FIG 3.

Analysis of gut disorders in pair-fed mice. The food access was restricted in order to mimic the weight loss of IAV-infected mice (7 dpi, ∼15% of body mass). (A) The colon lengths of pair-fed mice and normally nourished mice were measured. (B) FITC-dextran, intestinal fatty acid-binding protein (iFABP), and LPS-binding protein (LBP) concentrations in the blood. (C and D) Analysis of gene expression in the colons of pair-fed mice and IAV-infected mice. (C) GSEA plot showing enrichment of pair-feeding (PF)-induced (top) and pair-feeding-repressed (bottom) genes in mock-treated and IAV-infected mice. Black rectangles indicate statistically significant differences in the mock-versus-IAV comparison.
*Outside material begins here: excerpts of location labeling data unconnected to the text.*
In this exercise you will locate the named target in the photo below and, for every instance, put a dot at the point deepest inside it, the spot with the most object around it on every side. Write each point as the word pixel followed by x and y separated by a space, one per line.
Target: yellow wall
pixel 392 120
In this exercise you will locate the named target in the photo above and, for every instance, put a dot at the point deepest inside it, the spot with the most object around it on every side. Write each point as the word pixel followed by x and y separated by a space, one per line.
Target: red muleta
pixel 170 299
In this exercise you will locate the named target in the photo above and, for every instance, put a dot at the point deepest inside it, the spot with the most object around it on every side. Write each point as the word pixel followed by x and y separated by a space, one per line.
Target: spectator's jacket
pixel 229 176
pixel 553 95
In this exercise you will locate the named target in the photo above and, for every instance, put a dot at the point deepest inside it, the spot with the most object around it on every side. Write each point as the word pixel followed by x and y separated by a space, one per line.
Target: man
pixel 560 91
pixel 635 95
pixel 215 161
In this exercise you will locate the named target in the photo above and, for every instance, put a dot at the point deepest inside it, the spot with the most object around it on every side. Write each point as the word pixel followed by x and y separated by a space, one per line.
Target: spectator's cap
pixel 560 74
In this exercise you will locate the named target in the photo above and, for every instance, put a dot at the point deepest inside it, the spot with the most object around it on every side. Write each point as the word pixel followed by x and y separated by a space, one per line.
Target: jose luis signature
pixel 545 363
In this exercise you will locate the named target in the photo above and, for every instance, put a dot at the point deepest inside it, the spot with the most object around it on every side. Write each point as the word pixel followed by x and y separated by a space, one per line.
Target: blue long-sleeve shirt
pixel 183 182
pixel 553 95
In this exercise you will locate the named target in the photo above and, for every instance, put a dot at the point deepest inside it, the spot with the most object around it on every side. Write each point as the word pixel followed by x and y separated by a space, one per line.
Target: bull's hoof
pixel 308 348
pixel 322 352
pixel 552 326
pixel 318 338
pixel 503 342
Global IAV and pair-feeding signatures appear statistically correlated. (D) Gene set enrichment analysis was run on pair-feeding (PF)-induced genes in a comparison with those in the mock condition (fold change, >2; adjusted P value < 0.05) using the Reactome database. (E, left) Heatmap showing significantly modulated genes (fold change, >2; adjusted P value < 0.05) related to lipid metabolism from the Reactome database’s “Metabolism of lipids,” “Fatty acid metabolism,” and “Mitochondrial Fatty Acid Beta-Oxidation” pathways. (E, right) Heatmap representing the expression of genes from the Reactome database’s “Transport of small molecules” pathway. (F) Heatmap representing the expression of genes from the Reactome database’s “Cell Cycle” pathway. (A and B) Significant differences were determined using the Kruskal-Wallis ANOVA test and the Mann-Whitney U test (FITC dextran) (n = 6 to 12) (*, P < 0.05; **, P < 0.01; ***, P < 0.001).